Highway industry disappointed with decision that will remove Highway Trust Fund firewalls

News Accounting Today, ARTBA January 05, 2011
Printer-friendly version

Despite being hit with flood of phone calls from those in the road and bridge industry that wanted to continue to protect the Highway Trust Fund, House Republicans decided on Jan. 4 that they will move forward with a proposed set of rule changes.

Under the revisions, The Highway Trust Fund would lose the armor that was provided following the passage of TEA-21, as lawmakers will be able to treat the account as if it was a part of the general fund. Not only would it be subject to spending reductions, but also all revenues designated for the Highway Trust Fund would no longer be guaranteed to go towards transportation-related projects. TEA-21 prohibited any such political tampering.

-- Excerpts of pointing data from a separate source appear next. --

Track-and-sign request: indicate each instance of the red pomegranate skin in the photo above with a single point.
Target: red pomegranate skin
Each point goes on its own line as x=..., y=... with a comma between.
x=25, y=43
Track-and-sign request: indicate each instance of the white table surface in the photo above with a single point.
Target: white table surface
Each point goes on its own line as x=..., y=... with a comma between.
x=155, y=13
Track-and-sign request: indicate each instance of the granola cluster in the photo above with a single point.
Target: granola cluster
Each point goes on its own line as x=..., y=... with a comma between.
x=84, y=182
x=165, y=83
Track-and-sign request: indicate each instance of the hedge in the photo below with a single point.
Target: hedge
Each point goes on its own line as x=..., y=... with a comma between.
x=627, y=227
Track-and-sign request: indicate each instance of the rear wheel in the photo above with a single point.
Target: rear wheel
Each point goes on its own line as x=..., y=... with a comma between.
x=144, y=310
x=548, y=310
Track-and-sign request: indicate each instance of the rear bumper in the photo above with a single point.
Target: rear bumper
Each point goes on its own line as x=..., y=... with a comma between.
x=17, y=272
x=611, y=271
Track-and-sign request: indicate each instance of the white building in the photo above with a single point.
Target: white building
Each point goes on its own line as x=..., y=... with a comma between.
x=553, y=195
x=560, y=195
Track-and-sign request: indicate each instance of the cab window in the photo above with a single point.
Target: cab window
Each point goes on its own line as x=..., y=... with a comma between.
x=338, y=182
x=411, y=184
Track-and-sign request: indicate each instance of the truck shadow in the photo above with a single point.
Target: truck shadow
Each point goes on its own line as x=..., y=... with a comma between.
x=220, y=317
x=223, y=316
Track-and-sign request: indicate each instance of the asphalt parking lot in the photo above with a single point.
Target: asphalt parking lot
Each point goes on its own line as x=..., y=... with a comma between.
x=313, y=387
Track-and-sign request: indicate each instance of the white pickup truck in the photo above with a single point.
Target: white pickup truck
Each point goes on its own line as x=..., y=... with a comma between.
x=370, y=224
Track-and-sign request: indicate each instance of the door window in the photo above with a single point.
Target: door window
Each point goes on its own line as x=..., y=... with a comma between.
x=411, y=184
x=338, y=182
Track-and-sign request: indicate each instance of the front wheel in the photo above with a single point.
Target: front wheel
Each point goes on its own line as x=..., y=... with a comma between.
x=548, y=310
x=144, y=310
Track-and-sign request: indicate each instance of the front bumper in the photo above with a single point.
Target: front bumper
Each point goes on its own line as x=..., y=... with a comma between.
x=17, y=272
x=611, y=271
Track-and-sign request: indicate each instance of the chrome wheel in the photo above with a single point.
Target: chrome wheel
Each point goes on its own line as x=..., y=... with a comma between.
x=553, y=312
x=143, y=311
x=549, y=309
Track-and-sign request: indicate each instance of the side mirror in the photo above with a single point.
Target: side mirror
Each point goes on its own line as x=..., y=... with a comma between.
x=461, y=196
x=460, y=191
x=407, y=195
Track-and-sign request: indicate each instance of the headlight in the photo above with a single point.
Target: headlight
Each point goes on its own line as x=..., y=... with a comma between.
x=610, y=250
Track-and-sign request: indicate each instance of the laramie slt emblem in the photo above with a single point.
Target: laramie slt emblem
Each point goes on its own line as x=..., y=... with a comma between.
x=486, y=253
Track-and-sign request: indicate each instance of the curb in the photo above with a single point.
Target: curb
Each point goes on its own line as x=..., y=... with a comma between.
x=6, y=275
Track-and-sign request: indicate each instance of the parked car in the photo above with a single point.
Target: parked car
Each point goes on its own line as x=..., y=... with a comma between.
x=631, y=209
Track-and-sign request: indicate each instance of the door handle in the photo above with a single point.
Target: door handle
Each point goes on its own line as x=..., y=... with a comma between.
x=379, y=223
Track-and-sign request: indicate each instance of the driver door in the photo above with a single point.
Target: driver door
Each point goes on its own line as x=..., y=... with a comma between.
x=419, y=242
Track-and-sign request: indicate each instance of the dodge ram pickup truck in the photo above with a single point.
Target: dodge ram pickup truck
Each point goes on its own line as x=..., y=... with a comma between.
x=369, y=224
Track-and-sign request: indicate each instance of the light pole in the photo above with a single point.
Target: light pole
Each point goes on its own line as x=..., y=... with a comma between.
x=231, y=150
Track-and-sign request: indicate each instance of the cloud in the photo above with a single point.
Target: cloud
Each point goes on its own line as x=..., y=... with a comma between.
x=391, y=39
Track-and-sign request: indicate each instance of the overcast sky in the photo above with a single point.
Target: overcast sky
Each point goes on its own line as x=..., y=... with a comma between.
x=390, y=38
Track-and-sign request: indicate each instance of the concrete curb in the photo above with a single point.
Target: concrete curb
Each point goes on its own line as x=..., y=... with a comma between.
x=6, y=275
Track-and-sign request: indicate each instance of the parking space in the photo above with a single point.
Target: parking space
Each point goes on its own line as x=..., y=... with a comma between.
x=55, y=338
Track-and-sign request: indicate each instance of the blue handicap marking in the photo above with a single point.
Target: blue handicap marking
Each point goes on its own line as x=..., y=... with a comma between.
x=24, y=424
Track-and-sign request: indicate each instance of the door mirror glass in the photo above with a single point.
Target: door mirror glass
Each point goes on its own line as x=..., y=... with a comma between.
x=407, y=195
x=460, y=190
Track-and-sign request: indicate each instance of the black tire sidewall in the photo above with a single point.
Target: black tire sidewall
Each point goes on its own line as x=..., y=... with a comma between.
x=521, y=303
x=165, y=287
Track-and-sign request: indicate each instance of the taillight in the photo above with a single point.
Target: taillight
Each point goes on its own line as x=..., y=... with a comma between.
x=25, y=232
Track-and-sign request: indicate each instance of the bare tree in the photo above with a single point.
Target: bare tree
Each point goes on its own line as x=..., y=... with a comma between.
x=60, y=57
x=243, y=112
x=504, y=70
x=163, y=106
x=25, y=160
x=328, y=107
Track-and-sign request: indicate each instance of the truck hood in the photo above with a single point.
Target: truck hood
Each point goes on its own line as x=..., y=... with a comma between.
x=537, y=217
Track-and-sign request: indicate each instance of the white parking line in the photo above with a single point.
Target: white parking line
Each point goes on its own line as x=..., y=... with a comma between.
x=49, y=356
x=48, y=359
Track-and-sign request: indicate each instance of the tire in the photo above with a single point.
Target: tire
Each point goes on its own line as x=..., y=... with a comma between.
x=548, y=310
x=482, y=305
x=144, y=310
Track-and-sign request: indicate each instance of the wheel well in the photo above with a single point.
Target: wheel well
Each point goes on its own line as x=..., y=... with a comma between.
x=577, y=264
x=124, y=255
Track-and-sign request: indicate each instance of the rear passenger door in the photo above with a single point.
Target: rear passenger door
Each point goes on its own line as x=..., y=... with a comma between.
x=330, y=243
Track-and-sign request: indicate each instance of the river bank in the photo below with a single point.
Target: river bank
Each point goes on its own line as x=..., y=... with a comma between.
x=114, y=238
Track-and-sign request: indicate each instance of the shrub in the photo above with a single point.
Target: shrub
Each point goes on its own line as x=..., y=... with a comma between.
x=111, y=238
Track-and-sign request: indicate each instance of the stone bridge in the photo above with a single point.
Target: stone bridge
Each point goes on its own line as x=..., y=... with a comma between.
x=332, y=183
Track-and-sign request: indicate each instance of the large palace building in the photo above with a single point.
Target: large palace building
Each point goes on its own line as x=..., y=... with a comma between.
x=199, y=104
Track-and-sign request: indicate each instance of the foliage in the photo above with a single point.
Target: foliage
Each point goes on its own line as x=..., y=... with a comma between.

“Thirteen years ago, Congressional Republicans and Democrats alike voted overwhelmingly to provide budgetary guarantees that ensured all federal gas and diesel tax user fee revenue collected for the Highway Trust Fund would be invested exclusively and in a timely manner in state highway, bridge and transit improvements,” said American Road & Transportation Builders Association President Pete Ruane in a statement. “Today, House Republicans behind closed doors, in a secret ballot, unilaterally rescinded those guarantees as part of their new House rules package. This is a reversion back to the budget gimmicks of the past that allows the Highway Trust Fund balance to be used to hide the true size of the federal deficit.

“The real-life implication of this action is that it injects further uncertainty into the already reeling U.S. transportation construction market where unemployment is in excess of 18%—twice the national average. Long-term transportation plans and projects require stable, predictable funding. With multiyear reauthorization of the federal highway and transit programs now more than 15 months overdue, this sends the wrong signal to the states and Wall Street.”

All future bills also would be made available to the public online three days before a vote.

“The days of quickly ramming massive bills through Congress are over,” blogged Don Seymour, a spokesman for House Majority Leader John Boehner.